While Google suggests this technology could come in handy for companies, its broad definition of “problematic phrases” raises the question of how else it might be used and what correspondence could be monitored. Could Google flag pedophiles for the police? Could it thwart a politician’s extramarital affair, or alert a spouse to his wife’s indiscretions? Could it stop white supremacists or religious extremists from emailing with each other? And if the software could do those things, should it? [...]
Are we building the digital environment enhancing our life, or are we guinea pigs of those who control and trade our data?
From major battles won in 2012 against ACTA, SOPA and PIPA, we have a collective responsibility to project ourselves into advocating for protecting our freedoms online. Copyright, Net neutrality, data protection are among the key issues that will determine if our future societies will be more open and based on cooperation and sharing or knowledge, or will turn into authoritarian regimes based on control of our actions and communications.
Social media and all kinds of companies collect a lot of data about us. Some of it is essential to deliver relevant services or is given away with informed consent to receive better service. One may even think that we don't share anything important or valuable, while we do get convenient and innovative services in return. After all, we have nothing to hide, do we? However, more and more often our data becomes a commodity that can be used not only to make things easier but also to control our lives and profit from us. What about price discrimination, profiling based on our ethnic origin, sexual orientation or age, refusal of certain benefits or services because of the "wrong profile"?

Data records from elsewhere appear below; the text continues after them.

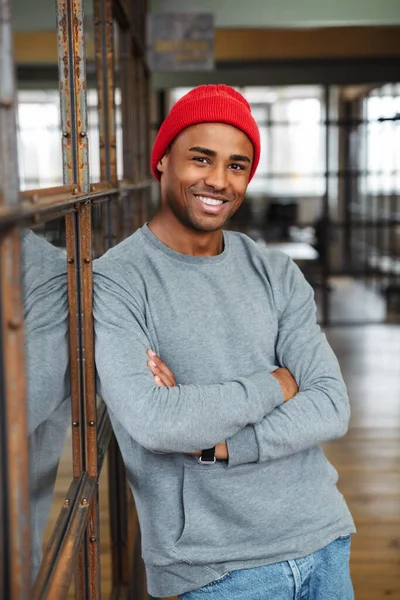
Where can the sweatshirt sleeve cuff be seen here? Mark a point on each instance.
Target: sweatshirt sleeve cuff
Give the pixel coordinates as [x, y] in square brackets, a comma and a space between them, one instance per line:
[243, 447]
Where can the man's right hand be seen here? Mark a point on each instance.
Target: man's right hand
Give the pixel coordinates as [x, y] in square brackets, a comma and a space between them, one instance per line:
[287, 382]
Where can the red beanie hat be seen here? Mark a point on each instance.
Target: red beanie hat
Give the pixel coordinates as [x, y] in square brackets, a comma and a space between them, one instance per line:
[207, 104]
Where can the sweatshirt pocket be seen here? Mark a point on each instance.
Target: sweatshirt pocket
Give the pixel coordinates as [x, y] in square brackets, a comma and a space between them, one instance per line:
[224, 514]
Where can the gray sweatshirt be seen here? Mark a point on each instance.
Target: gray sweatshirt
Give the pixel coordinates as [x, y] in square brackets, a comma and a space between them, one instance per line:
[45, 298]
[221, 324]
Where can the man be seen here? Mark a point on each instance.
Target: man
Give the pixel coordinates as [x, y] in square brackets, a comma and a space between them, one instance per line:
[207, 344]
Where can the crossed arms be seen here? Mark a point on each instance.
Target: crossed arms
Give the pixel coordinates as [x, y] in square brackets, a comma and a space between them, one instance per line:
[250, 412]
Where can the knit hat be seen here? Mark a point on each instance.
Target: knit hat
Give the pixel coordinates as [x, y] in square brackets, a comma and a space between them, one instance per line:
[207, 104]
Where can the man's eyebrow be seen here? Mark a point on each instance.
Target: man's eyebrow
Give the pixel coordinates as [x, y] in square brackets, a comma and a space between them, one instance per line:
[202, 150]
[208, 152]
[240, 158]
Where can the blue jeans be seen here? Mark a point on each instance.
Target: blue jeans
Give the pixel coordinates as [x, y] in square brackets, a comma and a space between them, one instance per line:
[323, 575]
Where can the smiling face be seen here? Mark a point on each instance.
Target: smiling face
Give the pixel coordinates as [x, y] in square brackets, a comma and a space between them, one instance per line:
[204, 175]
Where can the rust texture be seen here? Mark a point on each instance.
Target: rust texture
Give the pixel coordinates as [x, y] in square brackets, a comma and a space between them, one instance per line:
[62, 552]
[15, 523]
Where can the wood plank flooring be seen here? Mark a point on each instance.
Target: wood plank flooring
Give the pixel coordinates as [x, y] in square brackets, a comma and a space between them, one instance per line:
[368, 461]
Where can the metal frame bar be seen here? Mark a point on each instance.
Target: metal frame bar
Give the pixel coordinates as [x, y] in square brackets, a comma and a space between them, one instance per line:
[15, 524]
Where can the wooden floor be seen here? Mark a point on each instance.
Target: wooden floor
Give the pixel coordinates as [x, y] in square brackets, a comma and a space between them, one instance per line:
[368, 461]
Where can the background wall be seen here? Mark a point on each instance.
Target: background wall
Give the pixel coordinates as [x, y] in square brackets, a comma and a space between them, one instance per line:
[289, 13]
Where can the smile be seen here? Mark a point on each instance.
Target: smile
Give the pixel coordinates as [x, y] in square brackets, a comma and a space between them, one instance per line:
[210, 201]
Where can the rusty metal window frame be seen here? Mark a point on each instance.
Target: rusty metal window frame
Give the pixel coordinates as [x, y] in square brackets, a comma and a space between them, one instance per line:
[74, 547]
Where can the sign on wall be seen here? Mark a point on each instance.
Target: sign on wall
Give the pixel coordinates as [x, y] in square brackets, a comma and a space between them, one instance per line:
[180, 41]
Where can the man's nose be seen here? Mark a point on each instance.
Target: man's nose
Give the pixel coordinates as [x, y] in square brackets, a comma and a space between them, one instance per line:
[217, 177]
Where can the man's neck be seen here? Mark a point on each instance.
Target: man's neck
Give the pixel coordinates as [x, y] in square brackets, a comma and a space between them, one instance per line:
[184, 240]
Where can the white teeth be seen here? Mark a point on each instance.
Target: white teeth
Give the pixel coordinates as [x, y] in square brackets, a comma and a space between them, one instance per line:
[210, 201]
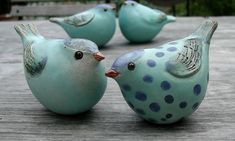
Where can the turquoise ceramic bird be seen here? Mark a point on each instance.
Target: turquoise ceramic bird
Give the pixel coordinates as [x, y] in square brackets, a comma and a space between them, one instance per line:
[168, 83]
[66, 76]
[139, 23]
[97, 24]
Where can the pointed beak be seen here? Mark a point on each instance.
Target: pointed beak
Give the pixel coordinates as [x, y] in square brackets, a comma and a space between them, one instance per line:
[111, 73]
[98, 56]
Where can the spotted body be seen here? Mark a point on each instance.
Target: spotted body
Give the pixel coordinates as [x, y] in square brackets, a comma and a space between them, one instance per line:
[66, 76]
[97, 24]
[166, 83]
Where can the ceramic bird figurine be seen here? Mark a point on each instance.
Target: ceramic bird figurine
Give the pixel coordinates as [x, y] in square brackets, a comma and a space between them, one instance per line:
[139, 23]
[97, 24]
[66, 76]
[168, 83]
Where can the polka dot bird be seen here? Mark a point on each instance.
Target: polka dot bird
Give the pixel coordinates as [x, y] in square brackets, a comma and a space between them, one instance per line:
[167, 83]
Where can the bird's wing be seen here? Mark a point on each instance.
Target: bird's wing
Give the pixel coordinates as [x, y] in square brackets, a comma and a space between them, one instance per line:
[79, 19]
[155, 16]
[188, 60]
[32, 65]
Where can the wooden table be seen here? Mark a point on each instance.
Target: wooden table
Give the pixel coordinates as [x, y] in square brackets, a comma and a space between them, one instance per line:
[22, 117]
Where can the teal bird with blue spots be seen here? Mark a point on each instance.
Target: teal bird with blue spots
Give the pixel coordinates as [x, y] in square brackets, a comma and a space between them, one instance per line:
[139, 23]
[167, 83]
[97, 24]
[66, 76]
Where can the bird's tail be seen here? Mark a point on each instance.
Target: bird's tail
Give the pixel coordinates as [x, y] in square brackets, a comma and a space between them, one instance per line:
[206, 30]
[170, 19]
[27, 32]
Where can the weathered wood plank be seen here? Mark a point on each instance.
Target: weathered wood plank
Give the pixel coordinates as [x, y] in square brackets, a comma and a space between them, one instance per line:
[23, 118]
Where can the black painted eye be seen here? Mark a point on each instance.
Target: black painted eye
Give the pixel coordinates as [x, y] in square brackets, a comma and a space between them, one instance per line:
[131, 66]
[78, 55]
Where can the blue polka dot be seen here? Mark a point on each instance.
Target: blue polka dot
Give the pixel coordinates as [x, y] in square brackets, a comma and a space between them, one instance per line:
[165, 85]
[140, 96]
[195, 106]
[148, 79]
[130, 104]
[159, 54]
[171, 49]
[168, 115]
[140, 111]
[169, 99]
[183, 104]
[197, 89]
[126, 87]
[155, 107]
[151, 63]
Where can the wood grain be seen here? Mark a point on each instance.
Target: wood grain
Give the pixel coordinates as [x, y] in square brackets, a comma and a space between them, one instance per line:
[22, 117]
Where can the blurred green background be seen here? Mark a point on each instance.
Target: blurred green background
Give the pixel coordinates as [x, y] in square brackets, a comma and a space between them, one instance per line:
[19, 9]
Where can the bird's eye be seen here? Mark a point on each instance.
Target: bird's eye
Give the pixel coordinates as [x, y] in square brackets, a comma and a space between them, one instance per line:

The new "Data Protection" regulation that is currently being discussed in the European Parliament may answer some of these questions…
…we all have a role to play in the rewriting of Privacy, whether we take a technological approach, through the use of decentralized services and encryption, or an activist/legislative approach. Multitude is our strength!
Katarzyna Szymielewicz of Panoptykon and Jérémie Zimmermann
An important vote on the future of the European Union's privacy laws has been delayed again. [...]
In a published statement, digital rights group La Quadrature du Net said that as it currently stands, the regulation would significantly strengthen citizens' rights. But it added that in response to the Commission proposal, "powerful companies, mainly based in United States (banks, insurances and Internet services), have led an unprecedented lobbying campaign."
"Their goal is to make withdraw from the final version of the Regulation those proposals aimed at protecting citizens' personal data. Before this vote, we have to make certain that civil liberties MEPs will not break under lobby pressure," said organization spokesman Jérémie Zimmermann.